High-resolution seismic impedance inversion integrating the closed-loop convolutional neural network and geostatistics: an application to the thin interbedded reservoir

Abstract

Seismic impedance inversion is one of the key techniques for quantitative seismic interpretation. Most conventional post-stack seismic impedance inversion approaches are based on the linear theory, whereas the relationship between seismic response and impedance is highly nonlinear. Thus, it is challenging to implement conventional inversion methods to obtain high-resolution impedance for reservoir investigation. Convolutional neural network (CNN), a superior deep neural network, has a strong learning ability, which can learn from data and establish complex nonlinear mapping. However, CNN-based methods are generally heavily dependent on amounts of labeled data. Hence, an alternative seismic inversion approach is proposed that combines the closed-loop CNN and geostatistics.

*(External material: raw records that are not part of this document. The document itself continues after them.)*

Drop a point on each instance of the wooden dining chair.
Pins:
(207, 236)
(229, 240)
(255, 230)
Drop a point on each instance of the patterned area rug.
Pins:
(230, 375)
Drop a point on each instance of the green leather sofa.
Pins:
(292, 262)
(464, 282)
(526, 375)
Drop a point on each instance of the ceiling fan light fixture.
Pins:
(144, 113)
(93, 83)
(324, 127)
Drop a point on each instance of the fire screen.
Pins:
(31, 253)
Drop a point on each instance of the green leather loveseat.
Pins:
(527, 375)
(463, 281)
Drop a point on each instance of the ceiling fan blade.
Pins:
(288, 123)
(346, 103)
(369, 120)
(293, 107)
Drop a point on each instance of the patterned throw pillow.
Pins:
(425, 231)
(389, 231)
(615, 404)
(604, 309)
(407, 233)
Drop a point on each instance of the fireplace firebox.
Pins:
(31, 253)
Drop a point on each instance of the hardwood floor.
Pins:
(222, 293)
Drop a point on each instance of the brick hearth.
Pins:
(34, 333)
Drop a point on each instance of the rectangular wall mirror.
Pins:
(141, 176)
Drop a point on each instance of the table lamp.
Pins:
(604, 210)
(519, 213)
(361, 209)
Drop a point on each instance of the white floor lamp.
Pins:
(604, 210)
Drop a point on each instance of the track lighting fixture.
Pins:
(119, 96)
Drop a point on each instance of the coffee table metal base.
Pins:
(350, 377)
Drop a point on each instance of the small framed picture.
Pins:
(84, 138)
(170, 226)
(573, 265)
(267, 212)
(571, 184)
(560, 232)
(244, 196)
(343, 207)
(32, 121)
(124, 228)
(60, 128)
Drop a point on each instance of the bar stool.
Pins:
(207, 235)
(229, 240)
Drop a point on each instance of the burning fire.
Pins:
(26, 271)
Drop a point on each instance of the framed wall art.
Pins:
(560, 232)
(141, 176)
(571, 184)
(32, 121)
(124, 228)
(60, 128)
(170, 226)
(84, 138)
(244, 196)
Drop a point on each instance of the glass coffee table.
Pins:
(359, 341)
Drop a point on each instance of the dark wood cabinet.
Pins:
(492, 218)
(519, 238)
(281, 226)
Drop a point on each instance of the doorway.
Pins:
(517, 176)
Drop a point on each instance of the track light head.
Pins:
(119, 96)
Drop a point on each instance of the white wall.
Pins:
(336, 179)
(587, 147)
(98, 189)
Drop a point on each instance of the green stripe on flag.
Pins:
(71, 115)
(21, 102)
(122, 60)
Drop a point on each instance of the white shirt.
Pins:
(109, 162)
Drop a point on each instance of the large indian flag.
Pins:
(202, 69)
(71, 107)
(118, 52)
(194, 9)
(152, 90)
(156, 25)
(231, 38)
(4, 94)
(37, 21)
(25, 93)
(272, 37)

The closed-loop CNN is less dependent on labeled data, characterized by utilizing labeled data and unlabeled data simultaneously to train the neural network. The two subnets represent forward modeling and inversion respectively, constraining each other during the neural network training. Geostatistics can be used to enrich the training data for neural network training, taking into account geological and geophysical prior information. Synthetic data testing reveals that the proposed inversion scheme can obtain more reasonable results benefiting from labeled training data augmentation. The proposed inversion scheme is applied to the field data for identifying thin interbedded reservoir within delta depositional system. The predicted results obtained by the proposed inversion scheme are consistent with well log data and geological settings, offering insights into reservoir characterization and hydrocarbon identification.